Other Truths finds the Toronto post-rock quintet in excellent shape, still hitting the sweet spot where skilled musicianship and rugose sonic textures meet.
It would be an exercise in beating around the bush to speak of Toronto’s Do Make Say Think without also talking about post-rock, whose short history has become thornier than its coiner could have imagined. What began as a style using guitars, basses, and drums to atmospheric ends soon welcomed all the rock in the world that didn’t rock. Then, in the late ‘90s, bands took a select few trends already in the canon and turned them into monoliths, epic in scope and authoritarian in their rigidity, and all of a sudden the name “post-rock” became as untidy as it was basically useless. Years after it was given the kibosh by musicians and even by critics, Do Make Say Think remain some of the only performers to legitimize it as a term of art, playing their music as if the divisions between Talk Talk, Slint, Tortoise, Don Caballero, and Explosions in the Sky simply don’t exist.

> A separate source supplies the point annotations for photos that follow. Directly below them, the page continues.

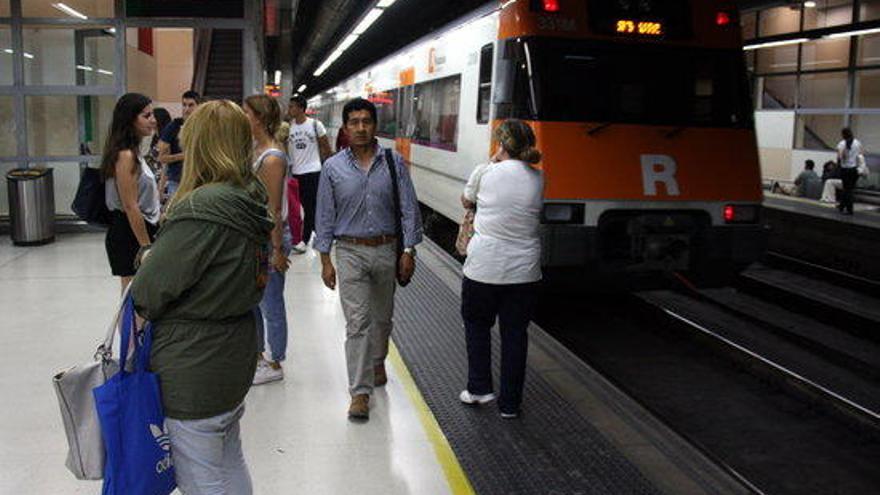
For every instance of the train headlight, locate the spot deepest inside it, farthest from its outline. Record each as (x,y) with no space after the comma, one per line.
(741,213)
(561,213)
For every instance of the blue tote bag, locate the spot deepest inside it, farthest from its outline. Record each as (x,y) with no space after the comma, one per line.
(132,422)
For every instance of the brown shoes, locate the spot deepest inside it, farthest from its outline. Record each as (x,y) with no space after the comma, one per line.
(360,407)
(381,378)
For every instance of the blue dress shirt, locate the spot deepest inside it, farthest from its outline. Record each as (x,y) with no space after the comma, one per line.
(357,203)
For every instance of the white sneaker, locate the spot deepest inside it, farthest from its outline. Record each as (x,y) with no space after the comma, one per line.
(266,373)
(469,398)
(299,248)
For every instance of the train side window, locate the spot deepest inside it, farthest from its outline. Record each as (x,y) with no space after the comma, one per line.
(484,102)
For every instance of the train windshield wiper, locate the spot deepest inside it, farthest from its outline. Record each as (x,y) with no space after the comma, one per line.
(676,131)
(599,128)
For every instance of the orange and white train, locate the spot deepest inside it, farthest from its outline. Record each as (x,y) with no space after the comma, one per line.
(642,111)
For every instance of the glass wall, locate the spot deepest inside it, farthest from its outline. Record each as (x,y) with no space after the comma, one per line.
(831,81)
(57,95)
(7,126)
(57,55)
(57,109)
(5,55)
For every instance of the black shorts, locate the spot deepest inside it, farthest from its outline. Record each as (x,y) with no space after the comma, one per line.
(122,246)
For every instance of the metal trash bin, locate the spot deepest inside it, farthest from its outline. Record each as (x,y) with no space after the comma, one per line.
(31,206)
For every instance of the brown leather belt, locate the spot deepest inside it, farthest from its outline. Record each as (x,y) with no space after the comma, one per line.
(369,241)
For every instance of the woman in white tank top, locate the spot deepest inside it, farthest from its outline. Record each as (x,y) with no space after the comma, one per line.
(131,193)
(271,166)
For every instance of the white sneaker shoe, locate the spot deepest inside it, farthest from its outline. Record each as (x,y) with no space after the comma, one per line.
(266,373)
(299,248)
(469,398)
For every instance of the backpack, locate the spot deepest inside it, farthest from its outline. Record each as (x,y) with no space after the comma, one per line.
(90,204)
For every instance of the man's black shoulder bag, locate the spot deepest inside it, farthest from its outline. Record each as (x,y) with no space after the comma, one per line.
(398,213)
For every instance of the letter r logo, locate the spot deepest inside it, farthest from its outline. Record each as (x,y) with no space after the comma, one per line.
(659,169)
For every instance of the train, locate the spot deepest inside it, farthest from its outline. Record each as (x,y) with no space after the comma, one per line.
(642,110)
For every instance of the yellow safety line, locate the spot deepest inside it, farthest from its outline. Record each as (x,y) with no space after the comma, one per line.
(455,476)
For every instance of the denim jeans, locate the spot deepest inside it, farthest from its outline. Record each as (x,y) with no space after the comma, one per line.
(271,314)
(207,455)
(514,306)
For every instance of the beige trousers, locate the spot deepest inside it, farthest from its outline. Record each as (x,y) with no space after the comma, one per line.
(367,280)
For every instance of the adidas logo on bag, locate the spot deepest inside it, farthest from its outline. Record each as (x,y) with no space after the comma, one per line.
(161,436)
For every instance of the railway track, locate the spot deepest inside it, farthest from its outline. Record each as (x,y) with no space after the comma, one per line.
(787,401)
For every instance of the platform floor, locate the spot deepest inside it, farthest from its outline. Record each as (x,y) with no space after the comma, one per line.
(55,302)
(578,433)
(865,215)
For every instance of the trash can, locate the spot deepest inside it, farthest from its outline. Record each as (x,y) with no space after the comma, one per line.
(31,206)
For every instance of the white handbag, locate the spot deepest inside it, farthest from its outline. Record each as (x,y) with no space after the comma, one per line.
(85,456)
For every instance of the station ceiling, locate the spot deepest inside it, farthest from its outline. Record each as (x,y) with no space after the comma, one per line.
(318,27)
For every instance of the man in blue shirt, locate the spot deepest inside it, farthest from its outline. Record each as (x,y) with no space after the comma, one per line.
(170,152)
(356,210)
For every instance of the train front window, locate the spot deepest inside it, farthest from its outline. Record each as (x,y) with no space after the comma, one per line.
(588,81)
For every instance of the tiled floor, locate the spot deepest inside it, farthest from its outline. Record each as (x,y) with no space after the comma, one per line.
(55,302)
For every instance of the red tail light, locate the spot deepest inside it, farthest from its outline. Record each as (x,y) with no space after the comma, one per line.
(741,213)
(729,213)
(550,5)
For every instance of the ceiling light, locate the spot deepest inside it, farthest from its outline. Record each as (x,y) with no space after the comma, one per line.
(69,11)
(775,43)
(347,42)
(368,21)
(354,35)
(847,34)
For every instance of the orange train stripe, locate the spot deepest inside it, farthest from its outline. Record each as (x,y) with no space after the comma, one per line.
(712,164)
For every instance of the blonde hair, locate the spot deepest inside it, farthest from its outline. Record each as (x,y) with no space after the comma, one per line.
(218,148)
(518,140)
(267,111)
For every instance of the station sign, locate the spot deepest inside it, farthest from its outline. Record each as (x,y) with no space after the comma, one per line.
(228,9)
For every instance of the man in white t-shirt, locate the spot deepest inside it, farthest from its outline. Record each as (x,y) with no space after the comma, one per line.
(848,152)
(308,147)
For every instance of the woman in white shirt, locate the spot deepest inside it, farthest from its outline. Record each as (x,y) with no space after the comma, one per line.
(503,267)
(270,166)
(848,152)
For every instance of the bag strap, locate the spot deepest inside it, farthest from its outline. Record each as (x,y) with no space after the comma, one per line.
(395,192)
(126,333)
(269,152)
(105,349)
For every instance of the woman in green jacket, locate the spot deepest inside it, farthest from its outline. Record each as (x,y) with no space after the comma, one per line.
(198,285)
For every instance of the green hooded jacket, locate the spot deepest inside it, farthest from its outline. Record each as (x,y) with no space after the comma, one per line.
(199,285)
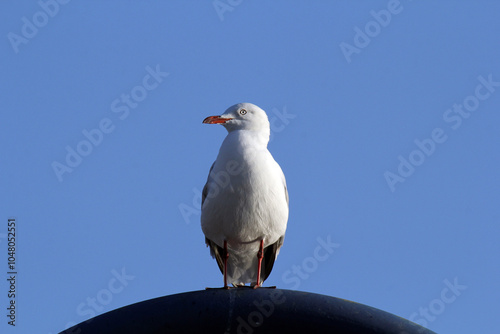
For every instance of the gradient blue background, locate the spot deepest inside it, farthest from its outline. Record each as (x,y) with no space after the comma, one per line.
(121,207)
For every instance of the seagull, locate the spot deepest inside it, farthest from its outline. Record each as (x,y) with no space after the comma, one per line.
(244,210)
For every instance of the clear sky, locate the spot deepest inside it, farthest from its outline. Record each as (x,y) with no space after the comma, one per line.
(385,122)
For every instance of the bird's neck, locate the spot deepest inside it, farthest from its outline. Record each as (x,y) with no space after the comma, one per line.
(257,139)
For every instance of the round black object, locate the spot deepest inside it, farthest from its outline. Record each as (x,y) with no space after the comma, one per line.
(245,311)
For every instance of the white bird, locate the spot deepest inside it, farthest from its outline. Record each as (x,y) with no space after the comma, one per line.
(244,210)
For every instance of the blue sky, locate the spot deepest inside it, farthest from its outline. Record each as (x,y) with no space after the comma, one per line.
(385,122)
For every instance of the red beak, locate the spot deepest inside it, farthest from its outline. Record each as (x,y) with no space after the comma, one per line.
(215,120)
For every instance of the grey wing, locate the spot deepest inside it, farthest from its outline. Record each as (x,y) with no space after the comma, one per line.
(204,193)
(270,253)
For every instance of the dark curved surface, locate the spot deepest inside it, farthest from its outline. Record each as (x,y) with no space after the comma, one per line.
(245,310)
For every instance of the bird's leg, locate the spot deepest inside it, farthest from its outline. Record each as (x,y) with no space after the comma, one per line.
(260,255)
(226,256)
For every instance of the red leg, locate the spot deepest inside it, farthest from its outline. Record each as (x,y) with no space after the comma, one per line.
(260,255)
(226,256)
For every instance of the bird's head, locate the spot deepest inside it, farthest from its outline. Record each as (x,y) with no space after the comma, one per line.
(242,116)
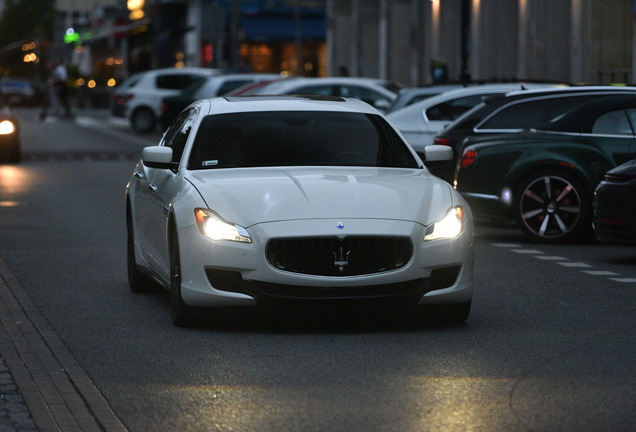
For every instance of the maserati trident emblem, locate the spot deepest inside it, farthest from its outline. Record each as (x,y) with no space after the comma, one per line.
(341,259)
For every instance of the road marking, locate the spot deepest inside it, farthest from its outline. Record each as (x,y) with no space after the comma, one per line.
(565,262)
(527,251)
(573,264)
(510,245)
(600,273)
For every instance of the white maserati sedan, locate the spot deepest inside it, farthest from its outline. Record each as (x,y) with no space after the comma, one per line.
(308,199)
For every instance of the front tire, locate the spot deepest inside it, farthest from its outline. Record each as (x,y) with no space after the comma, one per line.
(553,207)
(182,314)
(138,282)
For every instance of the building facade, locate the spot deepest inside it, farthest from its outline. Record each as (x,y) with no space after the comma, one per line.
(424,41)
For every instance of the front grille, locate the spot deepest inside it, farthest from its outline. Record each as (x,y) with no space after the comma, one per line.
(330,256)
(410,290)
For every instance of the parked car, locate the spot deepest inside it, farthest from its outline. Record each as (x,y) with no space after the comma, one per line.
(250,201)
(17,91)
(139,97)
(421,121)
(515,112)
(615,205)
(410,95)
(10,150)
(211,87)
(376,92)
(545,178)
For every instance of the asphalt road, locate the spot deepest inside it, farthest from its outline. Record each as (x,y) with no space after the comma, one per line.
(549,345)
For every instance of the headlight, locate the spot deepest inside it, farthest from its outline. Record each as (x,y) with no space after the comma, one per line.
(215,228)
(450,226)
(6,127)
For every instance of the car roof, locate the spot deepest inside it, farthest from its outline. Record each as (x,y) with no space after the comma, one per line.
(464,91)
(289,83)
(227,105)
(492,106)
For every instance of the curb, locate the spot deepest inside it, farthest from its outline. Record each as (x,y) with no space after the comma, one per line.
(58,393)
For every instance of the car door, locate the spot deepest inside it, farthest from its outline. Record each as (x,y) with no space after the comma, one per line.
(156,189)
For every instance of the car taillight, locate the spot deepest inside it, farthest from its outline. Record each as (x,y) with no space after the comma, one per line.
(469,158)
(121,100)
(617,178)
(441,141)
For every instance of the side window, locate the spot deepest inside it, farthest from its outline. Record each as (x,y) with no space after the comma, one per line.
(176,81)
(631,113)
(520,115)
(452,109)
(367,95)
(177,134)
(612,123)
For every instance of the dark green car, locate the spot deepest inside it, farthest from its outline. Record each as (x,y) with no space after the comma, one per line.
(545,178)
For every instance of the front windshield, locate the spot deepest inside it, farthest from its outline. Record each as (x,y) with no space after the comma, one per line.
(297,138)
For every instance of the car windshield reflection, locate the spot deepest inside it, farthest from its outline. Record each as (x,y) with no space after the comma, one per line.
(297,138)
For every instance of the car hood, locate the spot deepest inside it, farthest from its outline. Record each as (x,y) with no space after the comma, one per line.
(256,195)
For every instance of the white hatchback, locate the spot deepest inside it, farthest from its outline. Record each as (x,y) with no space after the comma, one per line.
(423,120)
(139,97)
(268,200)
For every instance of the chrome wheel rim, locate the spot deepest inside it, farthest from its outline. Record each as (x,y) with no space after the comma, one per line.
(550,207)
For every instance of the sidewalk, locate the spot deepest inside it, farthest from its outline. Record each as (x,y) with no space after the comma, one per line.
(42,387)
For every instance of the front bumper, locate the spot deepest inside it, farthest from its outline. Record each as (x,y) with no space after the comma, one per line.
(234,274)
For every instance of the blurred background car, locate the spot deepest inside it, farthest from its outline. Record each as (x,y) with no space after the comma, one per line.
(410,95)
(9,136)
(421,121)
(139,97)
(545,178)
(515,112)
(615,205)
(378,93)
(17,91)
(210,87)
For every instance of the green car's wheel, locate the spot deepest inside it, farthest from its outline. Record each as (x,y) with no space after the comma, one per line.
(553,207)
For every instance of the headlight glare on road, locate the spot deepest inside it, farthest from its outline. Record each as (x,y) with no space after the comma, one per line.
(215,228)
(6,127)
(450,226)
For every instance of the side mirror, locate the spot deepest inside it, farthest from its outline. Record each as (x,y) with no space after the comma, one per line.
(437,155)
(382,105)
(157,157)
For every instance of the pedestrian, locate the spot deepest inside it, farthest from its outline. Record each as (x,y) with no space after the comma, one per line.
(59,78)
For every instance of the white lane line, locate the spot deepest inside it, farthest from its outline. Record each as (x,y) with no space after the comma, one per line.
(510,245)
(527,251)
(574,264)
(565,262)
(600,273)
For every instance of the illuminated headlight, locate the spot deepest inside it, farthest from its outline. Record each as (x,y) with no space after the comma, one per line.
(6,127)
(215,228)
(450,226)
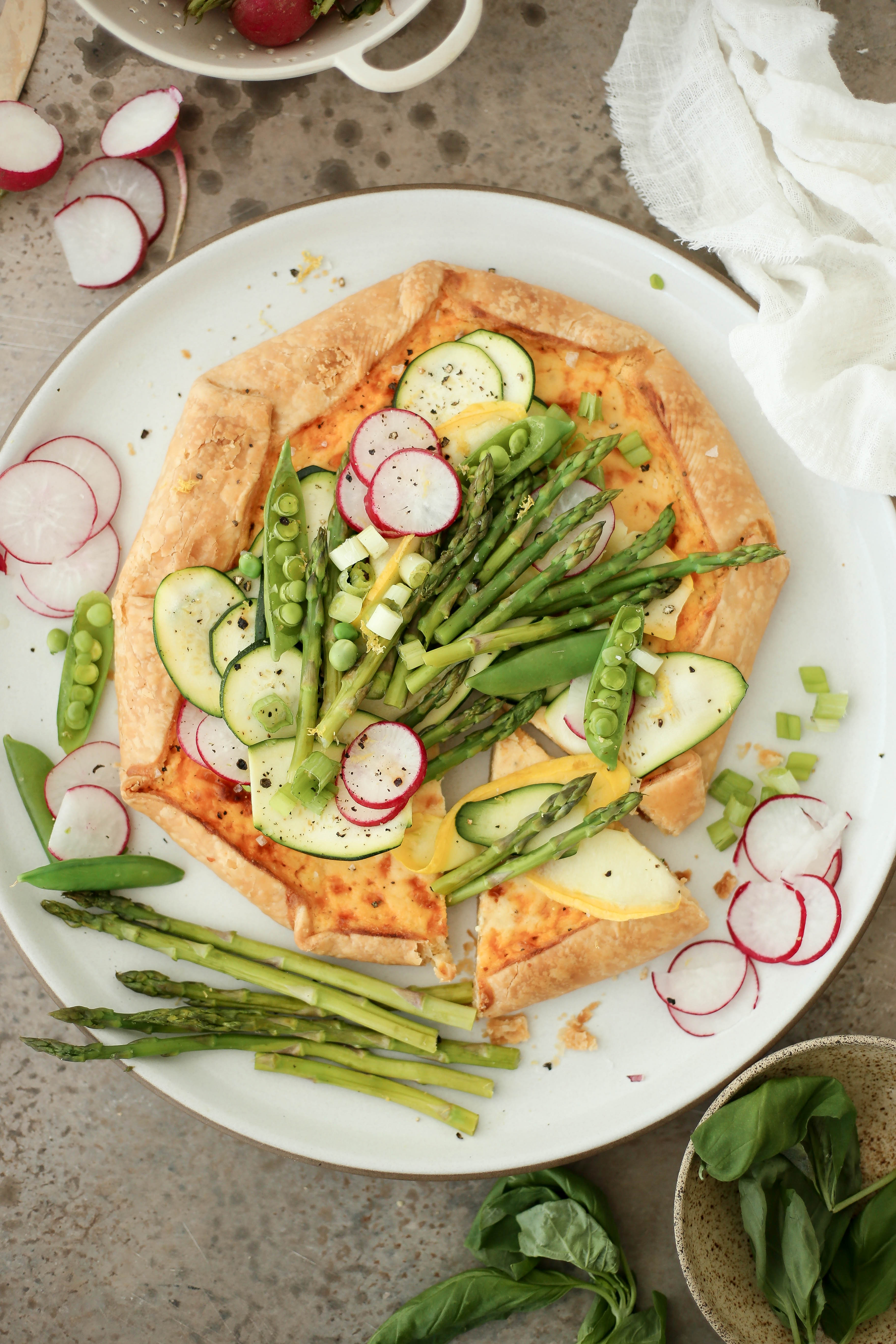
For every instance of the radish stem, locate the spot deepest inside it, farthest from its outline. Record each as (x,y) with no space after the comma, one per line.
(182,206)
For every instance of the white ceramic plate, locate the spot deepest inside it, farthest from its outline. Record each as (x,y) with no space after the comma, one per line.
(129,374)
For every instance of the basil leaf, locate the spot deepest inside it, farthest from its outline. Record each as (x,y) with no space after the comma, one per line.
(862,1281)
(566,1232)
(774,1119)
(477,1296)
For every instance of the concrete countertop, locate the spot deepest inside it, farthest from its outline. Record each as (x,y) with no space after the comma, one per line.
(123,1218)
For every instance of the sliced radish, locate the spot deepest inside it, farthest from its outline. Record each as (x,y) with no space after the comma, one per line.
(30,148)
(128,179)
(741,1007)
(383,765)
(574,715)
(221,751)
(385,433)
(189,722)
(104,241)
(359,815)
(823,920)
(350,499)
(93,464)
(46,513)
(572,496)
(703,978)
(91,569)
(766,920)
(91,825)
(414,492)
(144,127)
(95,763)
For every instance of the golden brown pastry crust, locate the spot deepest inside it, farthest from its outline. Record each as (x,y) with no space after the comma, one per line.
(314,384)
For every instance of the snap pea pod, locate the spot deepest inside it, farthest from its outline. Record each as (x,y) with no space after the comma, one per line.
(30,769)
(85,670)
(561,847)
(285,554)
(477,742)
(612,686)
(107,874)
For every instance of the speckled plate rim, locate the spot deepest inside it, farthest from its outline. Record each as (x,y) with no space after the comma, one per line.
(735,1078)
(756,1070)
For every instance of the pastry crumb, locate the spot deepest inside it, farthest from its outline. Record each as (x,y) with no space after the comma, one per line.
(507,1031)
(726,886)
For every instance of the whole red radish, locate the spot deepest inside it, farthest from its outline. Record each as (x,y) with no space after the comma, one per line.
(30,148)
(272,23)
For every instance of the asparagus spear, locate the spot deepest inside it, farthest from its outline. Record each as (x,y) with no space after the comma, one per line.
(284,959)
(385,1088)
(561,847)
(549,628)
(461,722)
(567,472)
(351,1007)
(553,810)
(480,604)
(477,742)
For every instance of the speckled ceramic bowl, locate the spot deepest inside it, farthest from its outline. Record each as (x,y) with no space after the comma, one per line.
(713,1245)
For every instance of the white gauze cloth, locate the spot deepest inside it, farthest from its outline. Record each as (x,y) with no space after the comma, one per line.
(741,136)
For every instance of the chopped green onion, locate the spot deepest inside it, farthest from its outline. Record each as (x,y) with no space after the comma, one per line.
(721,834)
(729,783)
(831,705)
(738,808)
(801,765)
(815,681)
(788,726)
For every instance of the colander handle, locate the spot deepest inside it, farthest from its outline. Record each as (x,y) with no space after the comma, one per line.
(354,65)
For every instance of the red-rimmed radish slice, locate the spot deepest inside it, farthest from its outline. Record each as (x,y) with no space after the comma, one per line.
(572,496)
(93,464)
(359,815)
(766,920)
(574,717)
(823,919)
(414,492)
(91,569)
(222,752)
(91,825)
(703,978)
(385,433)
(46,513)
(189,722)
(131,181)
(350,499)
(30,148)
(95,763)
(103,240)
(741,1007)
(383,765)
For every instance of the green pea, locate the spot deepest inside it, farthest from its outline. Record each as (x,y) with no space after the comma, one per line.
(76,714)
(343,655)
(613,678)
(100,615)
(294,592)
(645,683)
(249,565)
(291,613)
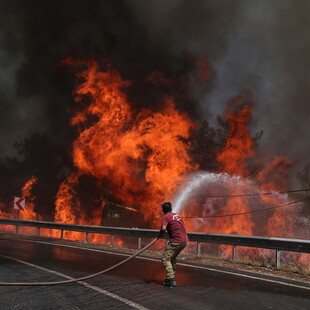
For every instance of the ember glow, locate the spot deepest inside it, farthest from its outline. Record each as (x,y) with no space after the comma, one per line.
(141,158)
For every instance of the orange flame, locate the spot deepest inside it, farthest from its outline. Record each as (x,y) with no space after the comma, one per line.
(142,157)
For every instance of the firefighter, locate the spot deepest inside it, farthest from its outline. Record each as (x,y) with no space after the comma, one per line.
(173,223)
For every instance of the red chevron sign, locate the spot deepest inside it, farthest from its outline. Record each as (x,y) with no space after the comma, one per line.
(19,203)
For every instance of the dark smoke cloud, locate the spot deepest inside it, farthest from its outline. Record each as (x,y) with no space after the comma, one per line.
(258,45)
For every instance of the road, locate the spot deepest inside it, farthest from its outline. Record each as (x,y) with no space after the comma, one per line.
(134,285)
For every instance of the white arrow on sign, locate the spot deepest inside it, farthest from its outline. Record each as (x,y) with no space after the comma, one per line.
(19,203)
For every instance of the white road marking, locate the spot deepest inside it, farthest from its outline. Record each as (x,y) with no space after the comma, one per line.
(100,290)
(180,264)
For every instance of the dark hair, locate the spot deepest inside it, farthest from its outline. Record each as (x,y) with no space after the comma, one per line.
(166,207)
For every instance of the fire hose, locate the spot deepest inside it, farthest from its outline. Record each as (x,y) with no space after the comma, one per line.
(82,278)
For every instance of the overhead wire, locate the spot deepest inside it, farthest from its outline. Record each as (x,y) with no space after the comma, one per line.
(307,190)
(244,213)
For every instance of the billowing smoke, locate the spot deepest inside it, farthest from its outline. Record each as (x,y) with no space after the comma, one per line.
(260,47)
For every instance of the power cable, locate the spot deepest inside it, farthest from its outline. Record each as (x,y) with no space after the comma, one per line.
(243,213)
(79,279)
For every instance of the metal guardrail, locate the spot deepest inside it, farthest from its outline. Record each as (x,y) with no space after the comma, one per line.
(277,244)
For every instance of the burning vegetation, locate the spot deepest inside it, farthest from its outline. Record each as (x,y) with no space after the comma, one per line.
(128,160)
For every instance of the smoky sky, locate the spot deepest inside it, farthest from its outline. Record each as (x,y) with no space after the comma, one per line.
(261,46)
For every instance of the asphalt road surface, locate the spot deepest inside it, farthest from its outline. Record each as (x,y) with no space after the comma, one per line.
(134,285)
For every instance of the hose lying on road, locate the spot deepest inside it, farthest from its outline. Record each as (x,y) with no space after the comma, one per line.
(79,279)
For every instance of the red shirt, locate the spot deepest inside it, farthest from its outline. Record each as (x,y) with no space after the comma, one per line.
(175,227)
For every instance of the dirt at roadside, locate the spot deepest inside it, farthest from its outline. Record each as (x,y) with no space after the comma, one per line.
(215,262)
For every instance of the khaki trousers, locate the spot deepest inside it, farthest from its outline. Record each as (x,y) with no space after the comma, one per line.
(169,258)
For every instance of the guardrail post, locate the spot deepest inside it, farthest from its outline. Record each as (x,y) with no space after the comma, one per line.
(234,254)
(198,250)
(278,257)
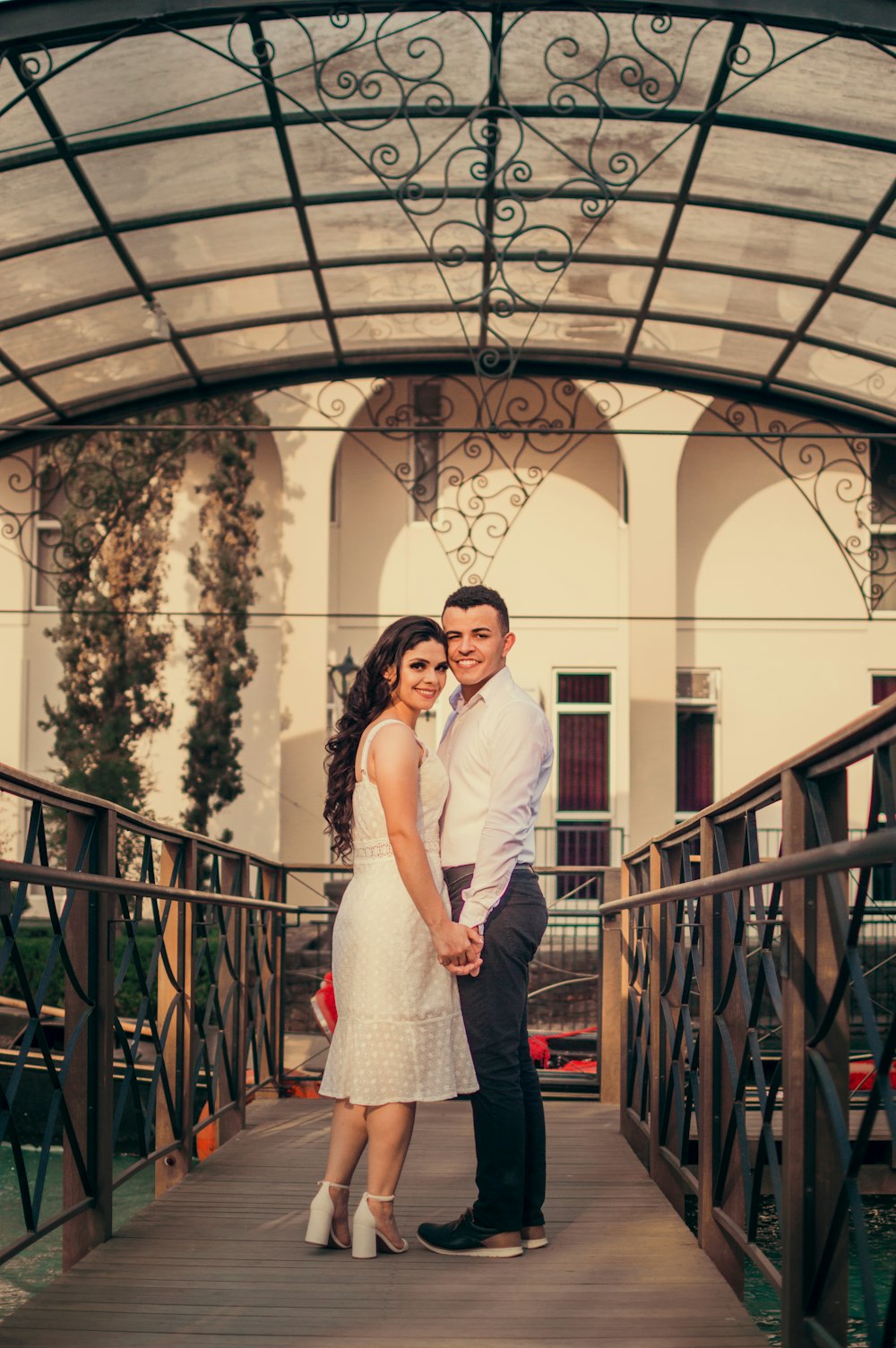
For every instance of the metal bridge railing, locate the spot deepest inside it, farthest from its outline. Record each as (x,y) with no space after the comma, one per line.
(757,1024)
(564,976)
(141,1007)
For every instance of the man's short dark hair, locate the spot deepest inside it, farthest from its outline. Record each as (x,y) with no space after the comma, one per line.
(470,596)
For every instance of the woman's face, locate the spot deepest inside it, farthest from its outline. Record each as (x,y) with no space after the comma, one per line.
(422,676)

The most striking attribute of Do Make Say Think’s sixth full-length record -- its overall structure -- is, in fact, a post-rock cliché: four long-form compositions running an average of 10 minutes, each one titled after a word in the quintet's name. Such a framework predictably brings their sylvan songs to a very large scale, though it may have also created a peculiar limitation. Examined in detail, the tracks do run along their own particular currents, but the gestalt of the record reveals that three of the pieces more or less follow a traditional arc that includes establishing a theme, building momentum, reaching an apotheosis, and coming down. Is long-form somehow more confining than the three-to-four-minute spurt? That aside, Other Truths finds the band in excellent shape, still hitting the sweet spot where skilled musicianship and rugose sonic textures meet. They’ve been known to lay down their tracks in barns and other organic spaces where the sounds can mingle with the rest of the natural world; on this album, guitarist/bassist Ohad Benchetrit’s home studio continues to highlight the incidental beauty of Do Make Say Think’s recording processes and self-production.
Their approach suits the righteous opener “Do”, loosening its emo/pop-punk riffage such that the song almost boogies. Midway through, brass instruments and wordless vocals (courtesy of Akron/Family and Lullabye Arkestra, whose drummer Justin Small is also member of DMST) stuff themselves into the gaps, and the whole ensemble kicks up a dense clatter for several minutes until they tucker out and restate the track’s theme as liquefied single notes. “Make” begins as a pleasant groove, with crisp drums expressing a little jazz swing, before it stiffens abruptly and becomes quite dark, nearly approaching the violent grandiosity of compatriots Godspeed You! Black Emperor. It’s here that the group sounds somewhat commonplace, working the drama to the point of overcooking it. When, in the final minute, they step back and allow a horn section to sing a quiet elegy for the fallen (sounds a bit like Jóhann Jóhannsson), they conjure a brief swell of real power.
The record’s second half feels comparatively ingratiating, carrying the listener on its back without asking much in return. There’s a subdued jubilance about “Say”, and each time the guitars lock arms with the trumpets and stand up to repeat their chorus, I imagine they’re saying something about the triumph of spirit. In these instances I begin to realize how it’s possible that Do Make Say Think -- once as tortuous as Mogwai -- could be associated with the breezy pop experimentalism of Broken Social Scene, who share two members with DMST, as well as the country-folk of Akron/Family at their least freaky. Speaking of which, all of you who have heard the country/post-rock connection and were called insane, take note: “Think” ain’t nothin’ but a bass and a couple of twanging guitars on a dusty plain, surrounded by sustained vocal “oohs” like a pack of tired coyotes in the distance.
Unlike the quintet’s last effort, You, You’re a History in Rust, the most rewarding moments of Other Truths are often the most tempered. Maybe it’s because of the drawn-out song structures that when things settle down amid the sturm und drang, the music is amenable to contemplation and reflection. Or maybe the group just knows how to be delicate -- always their underrated strength. But whether they’re blowing the roof off or thatching it straw by straw, Do Make Say Think continue to engender some of the most honest, unpretentious, group-oriented rock of their time. They could do what they’re doing for the rest of their lives and I don’t think it would make any difference. As evidenced by the reaction to Other Truths in the weeks before it saw the light of day (“Four long-form tracks? Ay, caramba!"), little tweaks to their formula get us pretty excited each time they emerge with something new. But it’s the heart in this band’s music that keeps us ever listening.